Dueño de un fraseo vanguardista y estético le imprimió al tango un sello característico y fácilmente identificable desde el primero a los últimos compases. Los arreglos que aportaba a cada una de las sucesiva grabaciones que nos entregaba, mostraban una evolución amena, confortable al oído, pero punzantes para el corazón.
Se lo observaba sufrir en cada interpretación. Eran como heridas cortantes sus pausas repentinas a mitad de una canción para luego insertarse a tiempo de solfeo dentro de una melodía sonora y sentida que se adelgazaba en los finales hasta el hilo en la voz, imprimiendo al final de cada tema, una bocanada de aire fresco y renovado, desde donde se apreciaba un caudal generoso de afinación como de emotiva entonación.
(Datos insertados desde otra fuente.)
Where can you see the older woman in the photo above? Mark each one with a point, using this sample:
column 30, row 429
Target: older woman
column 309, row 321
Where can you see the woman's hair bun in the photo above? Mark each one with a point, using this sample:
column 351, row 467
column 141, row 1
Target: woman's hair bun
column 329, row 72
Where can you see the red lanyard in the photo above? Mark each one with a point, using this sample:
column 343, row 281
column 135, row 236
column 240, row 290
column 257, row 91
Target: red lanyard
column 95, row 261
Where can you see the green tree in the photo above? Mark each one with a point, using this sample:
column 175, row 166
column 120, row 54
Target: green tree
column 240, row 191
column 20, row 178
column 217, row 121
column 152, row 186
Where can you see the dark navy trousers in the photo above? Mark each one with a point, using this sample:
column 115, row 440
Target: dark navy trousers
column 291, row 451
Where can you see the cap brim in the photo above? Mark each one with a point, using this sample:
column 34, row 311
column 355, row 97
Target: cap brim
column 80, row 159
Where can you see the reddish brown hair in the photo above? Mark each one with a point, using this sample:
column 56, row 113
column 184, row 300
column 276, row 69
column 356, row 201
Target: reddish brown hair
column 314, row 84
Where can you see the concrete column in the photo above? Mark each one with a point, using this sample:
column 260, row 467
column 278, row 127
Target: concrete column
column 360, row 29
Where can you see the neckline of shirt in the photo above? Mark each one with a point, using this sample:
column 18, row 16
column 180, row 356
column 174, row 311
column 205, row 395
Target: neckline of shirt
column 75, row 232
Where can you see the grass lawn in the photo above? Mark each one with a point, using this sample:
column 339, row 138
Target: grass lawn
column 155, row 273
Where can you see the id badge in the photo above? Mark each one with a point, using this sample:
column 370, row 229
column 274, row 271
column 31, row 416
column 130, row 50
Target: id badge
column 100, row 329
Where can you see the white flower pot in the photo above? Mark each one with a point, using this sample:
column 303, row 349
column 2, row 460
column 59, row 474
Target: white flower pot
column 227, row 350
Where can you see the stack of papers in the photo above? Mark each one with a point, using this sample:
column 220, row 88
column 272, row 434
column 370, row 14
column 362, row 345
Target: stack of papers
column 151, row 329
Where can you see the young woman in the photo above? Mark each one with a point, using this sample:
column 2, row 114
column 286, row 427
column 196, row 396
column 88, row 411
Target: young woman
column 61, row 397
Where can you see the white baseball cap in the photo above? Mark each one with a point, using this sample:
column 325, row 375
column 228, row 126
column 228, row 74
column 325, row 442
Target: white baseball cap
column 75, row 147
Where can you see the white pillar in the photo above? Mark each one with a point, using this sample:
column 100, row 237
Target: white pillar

Más una vez lo encontré –de pura casualidad- por los piringundines porteños, a veces en calidad de intérprete, otras como un simple asistente confundido en algún rincón del “ tanguerío”, como un parroquiano más, de los que por supuesto, nunca se negarían a subir al escenario para el deleite de todos los presentes.
Pocas veces apelaba a introducir en su repertorio los temas de su autoría. Era un enamorado de los tangos tradicionales, a los que arreglaba a su gusto, imponiéndoles su sello característico, como “Pasional”, “El choclo”, “Tinta roja” o “El cantor de Buenos Aires” entre tantos otros.
En fin, nos dejó un cantante de fibra, con vocación y entusiasmo por detener los tiempos idos, esos de taco, farol, esquina y buzón carmín. Duele como siempre la partida repentina y tempranera, pero queda lo vivido, una historia sentida que tuvo a un joven del interior como protagonista indiscutido de un estilo intenso hasta el clamor, audaz y pasional.